隨著環保意識抬頭，研究能具有溫控功能的節能玻璃開始受到重視，而二氧化釩因其具有優異的熱致變色特性，具有良好的應用前景。二氧化釩能夠在溫度上升時產生相變，從原先的單斜晶體轉變成四方晶體，同時由半導體態轉變成金屬態，在金屬態的介電常數虛部項會快速增加，並大幅提高二氧化釩在紅外線區段的反射率，將紅外線阻隔在玻璃窗外，以降低室內溫度達到節能的效果。而瞭解二氧化釩表面的特性對未來智慧窗戶或其他關於熱致變色的應用會有相當大的幫助。此研究透過衰減性全反射技術以一種非破壞性且能有效探測材料介面方法，偵測有無增加鉻層時，成長在金膜上的二氧化釩薄膜有無不同，並觀察二氧化釩表面在經過加熱、通入氣體的過程，其表面光學性質的變化。衰減性全反射技術透過結合光學中的衰減波以及表面電漿現象，令雷射光在特定條件、角度下於介面上激發非輻射性表面電漿共振，並藉由分析其光學圖譜，可得知多層結構各自的介電常數。對於材料介面的光學性質變化相當靈敏。

With the awareness of environmental protection, research on energy-efficient coatings on glass which can regulate temperature is getting more attention.

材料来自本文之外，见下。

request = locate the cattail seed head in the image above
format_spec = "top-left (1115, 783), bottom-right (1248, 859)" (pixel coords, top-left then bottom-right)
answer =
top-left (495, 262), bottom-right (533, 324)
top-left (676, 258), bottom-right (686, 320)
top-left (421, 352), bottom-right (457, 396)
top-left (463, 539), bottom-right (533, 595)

Vanadium dioxide has attracted a great interest for smart window applications because of its promising thermochromic properties. The metal-insulator transition in vanadium dioxide occurs at a conveniently accessible temperature. When above Tc, the monoclinic structure would transform into rutile-like structure. Meanwhile, the transition from the semiconductor to the metallic state causes the imaginary part of dielectric constant substantially to increase. The reflectance in infrared range also rapidly increases, and switching off the infrared outside the window. Regulating the temperature in the building. To the application of smart window or other related thermochromic region, it is helpful to understand the properties of vanadium dioxide surface. In this work, attenuated total reflection(ATR) provides a non-destroyed and effective way to probe the interface of materials. By analyzing the ATR pattern we could obtain each dielectric constant in multilayer. We observing with and without chromium layer, the differentiation of vanadium dioxide deposited on the gold film. Furthermore, in the process of heating and inserting oxygen measures the variation of optical properties on the vanadium dioxide surface.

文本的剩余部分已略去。